In 2032, a group of genetically engineered neo-Nazis create a super virus that threatens to wipe away the rest of humanity. Coming on the heels of a series of outbreaks involving psychotropic drugs that effectively enslave their users, this leads to the Chandler Act, which places sharp restrictions on “research into genetics, cloning, nanotechnology, artificial intelligence, and any approach to creating ‘superhuman’ beings.” The Emerging Risks Directorate is launched within the Department of Homeland Security, and America’s war on science begins.

This is the world that technologist Ramez Naam sets his first novel, the techno-thriller Nexus. Nexus is a powerful drug, oily and bitter, that allows humans minds to be linked together into a mass consciousness. A hodgepodge of American graduate students develop a way to layer software into Nexus, allowing enterprising coders to upload programs into the human brain. It’s shades of The Matrix, but it’s hardly an impossible idea.

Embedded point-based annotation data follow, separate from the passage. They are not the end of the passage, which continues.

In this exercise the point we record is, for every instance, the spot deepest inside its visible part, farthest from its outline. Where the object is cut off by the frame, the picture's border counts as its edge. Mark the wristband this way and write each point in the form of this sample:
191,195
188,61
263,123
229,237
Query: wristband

Nexus presents a host of fascinating ideas about the role of human volition, liberty versus security, and technology as a tool either to liberate or enslave. It is an easy, approachable read, but in terms of reviewing the actual narrative, there’s little substance to discuss. Most of the characters are paper-thin, though no obvious “bad guy” ever emerges. Watson Cole, a mentally and physically augmented, guilt-ridden veteran of one of America’s stream of military engagements is the only interesting character. But his conversion to Buddhism and dedication to improving his karma seals his fate from page one.

After the characters are sent on a top-secret mission to spy on–surprise–the evil, Nexus-researching Chinese, the novel devolves into an endless stream of absurd action scenes. There are the usual assortment of CIA mercenaries, underground drug dealers, and oh yes, a jolly Chinese super soldier who works as well-suited chauffeur. I will admit I enjoyed reading a detailed discussion by U.S. officials to determine the protocol for releasing a swarm of semi-autonomous, camouflaged spider drones armed with neuro-toxin darts into an allied country.

A movie deal has already been announced.

Yet while I found myself flipping through action sequences and monologues, the novel did not lack for important, thought-provoking ideas. Particularly in light of our continuing debate about government surveillance, Nexus presents interesting questions about how far we–and by extension, our government–are willing to go to be protected from the worst excesses of technology. The ERD relies upon the very tools it has sworn to destroy: genetic augmentation, mind-control, and technological warfare.

In the novel, these compromises come back to bite the government, delegitimizing a presidential administration. In reality, what tools do we have to ensure government accountability? We throw around words like transparency or oversight as if they’re a panacea that somehow compensates for the vast power asymmetries that exist in the world.

Nexus tries to suggest that a looming war on science will be a replay of the wars on drugs and terror: “[It] will be never-ending, freedom-destroying, counterproductive, and ultimately understood to have caused far more damage than the supposed threat it was aimed at ever could have.” But the book is really about whether the technology is a tool that sets us free or traps us all the more. In this respect, the better analogy for Nexus is not drugs but rather the Internet itself.

Here is a tool that allows us to communicate more efficiently than any other time in history. It lets us learn about any conceivable subject or listen to any song recorded in human history at a moment’s command. It also gives away our deepest secrets. Late in the novel, Naam suggests that “the qi of the world…the life force of the planet [is] data.”  This data may unlock the cure to cancer, but it tells Target if you’re pregnant. A handful of tweets can tell IBM more about my personality that I may understand of it myself. Big Data is here. The Internet of Things will be here tomorrow.

By the end of the novel, Naam seems to suggest that science and religion are two sides of the same coin. Science today makes it easier and easier for man to play God, and the big question of the next century may well be if everyone gets their turn to touch the divine–or if God is merely monopolized by the powerful.